On his first day in office, President Biden signed Executive Order 13985, Advancing Racial Equity and Support for Underserved Communities Through the Federal Government. The Order recognized that, although the ideal of equal opportunity is the bedrock of American democracy, entrenched disparities in our laws, public policies, and institutions too often deny equal opportunity to individuals and communities. The President’s Order emphasized the human costs of systemic racism, persistent poverty, and other disparities, and directed the Federal Government to advance an ambitious, whole-of-government equity agenda that matches the scale of the challenges we face as a country and the opportunities we have to build a more perfect union. Join the forum discussion as we look at the saliant issues that perpetuate the wealth gap, how this issue impacts the discussion on racial trauma, and what can be done to create greater economic advantages and outcomes as it relates to racial healing and being the mosaic kingdom.


Our guest will be Mr. Van Sealey. Originally from Eastern North Carolina, Van moved to the west coast at a very young age. His father was career Navy, moving around the country from military base to military base on both coasts.

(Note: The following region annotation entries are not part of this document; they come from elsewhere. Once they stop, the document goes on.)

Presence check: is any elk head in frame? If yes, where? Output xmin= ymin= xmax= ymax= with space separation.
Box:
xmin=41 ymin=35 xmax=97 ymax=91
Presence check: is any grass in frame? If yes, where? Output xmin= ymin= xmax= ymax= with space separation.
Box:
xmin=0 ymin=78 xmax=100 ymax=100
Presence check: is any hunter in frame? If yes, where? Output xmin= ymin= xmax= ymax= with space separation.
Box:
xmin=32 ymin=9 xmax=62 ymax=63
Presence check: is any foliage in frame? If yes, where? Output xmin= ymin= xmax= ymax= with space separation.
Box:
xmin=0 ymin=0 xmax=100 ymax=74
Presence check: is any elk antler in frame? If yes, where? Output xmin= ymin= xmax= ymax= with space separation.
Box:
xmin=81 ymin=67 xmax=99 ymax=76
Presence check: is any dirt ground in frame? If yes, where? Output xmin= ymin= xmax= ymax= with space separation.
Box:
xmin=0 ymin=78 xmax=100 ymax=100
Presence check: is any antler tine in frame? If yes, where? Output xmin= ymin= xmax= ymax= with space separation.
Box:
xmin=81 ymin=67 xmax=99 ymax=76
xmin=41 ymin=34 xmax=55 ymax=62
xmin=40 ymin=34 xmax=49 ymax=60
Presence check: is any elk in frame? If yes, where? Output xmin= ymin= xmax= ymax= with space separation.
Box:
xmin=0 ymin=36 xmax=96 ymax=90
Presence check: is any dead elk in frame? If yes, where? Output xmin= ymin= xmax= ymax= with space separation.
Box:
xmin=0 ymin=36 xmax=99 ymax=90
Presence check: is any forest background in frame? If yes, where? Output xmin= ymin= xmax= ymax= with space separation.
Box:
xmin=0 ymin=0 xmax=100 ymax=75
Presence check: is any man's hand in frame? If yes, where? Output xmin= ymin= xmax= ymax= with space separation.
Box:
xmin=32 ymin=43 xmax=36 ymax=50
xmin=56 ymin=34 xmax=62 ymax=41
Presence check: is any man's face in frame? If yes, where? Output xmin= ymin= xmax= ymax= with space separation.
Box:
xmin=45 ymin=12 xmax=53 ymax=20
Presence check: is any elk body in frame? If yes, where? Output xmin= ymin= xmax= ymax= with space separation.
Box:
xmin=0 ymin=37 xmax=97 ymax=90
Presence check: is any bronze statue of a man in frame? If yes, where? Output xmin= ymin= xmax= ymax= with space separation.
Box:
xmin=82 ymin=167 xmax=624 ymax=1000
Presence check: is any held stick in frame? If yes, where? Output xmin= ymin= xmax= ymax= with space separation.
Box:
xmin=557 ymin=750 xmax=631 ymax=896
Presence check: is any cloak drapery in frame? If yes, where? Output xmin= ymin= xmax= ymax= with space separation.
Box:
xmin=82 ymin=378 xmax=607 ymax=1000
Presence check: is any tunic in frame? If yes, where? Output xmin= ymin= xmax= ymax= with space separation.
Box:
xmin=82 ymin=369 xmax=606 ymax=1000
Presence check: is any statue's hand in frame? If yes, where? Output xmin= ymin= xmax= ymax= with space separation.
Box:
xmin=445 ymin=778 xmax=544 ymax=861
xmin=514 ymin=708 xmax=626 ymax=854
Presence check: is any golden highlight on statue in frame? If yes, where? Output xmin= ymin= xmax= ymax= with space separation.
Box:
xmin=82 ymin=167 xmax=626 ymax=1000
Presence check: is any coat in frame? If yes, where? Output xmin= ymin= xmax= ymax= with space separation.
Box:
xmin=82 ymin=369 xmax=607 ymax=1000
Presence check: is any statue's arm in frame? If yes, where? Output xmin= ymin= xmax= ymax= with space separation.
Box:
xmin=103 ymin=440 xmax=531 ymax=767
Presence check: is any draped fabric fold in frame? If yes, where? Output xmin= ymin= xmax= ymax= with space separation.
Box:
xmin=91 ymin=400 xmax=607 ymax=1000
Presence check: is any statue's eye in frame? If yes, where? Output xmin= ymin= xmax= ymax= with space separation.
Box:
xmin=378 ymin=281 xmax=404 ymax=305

The oldest of seven siblings, like most eldest children of military families, he carried the brunt of shared responsibilities when his father was overseas. Upon his father’s retirement in 1971 the family moved from Northern California back to North Carolina resulting in a less influential lifestyle. Realizing that college was not yet for him, due to cost and his number of siblings, Van graduated from high school and immediately entered the Navy. After completing his tour of military service, while working fulltime, Van took advantage of VA education benefits receiving a BS in Engineering Technology from East Carolina University, and an MBA from Wake Forest University. His manufacturing career spanned forty years, beginning as an hourly employee to reaching the level of global director of operations prior to his retirement. In retirement, Van enjoys his family and the special benefits of having grandchildren.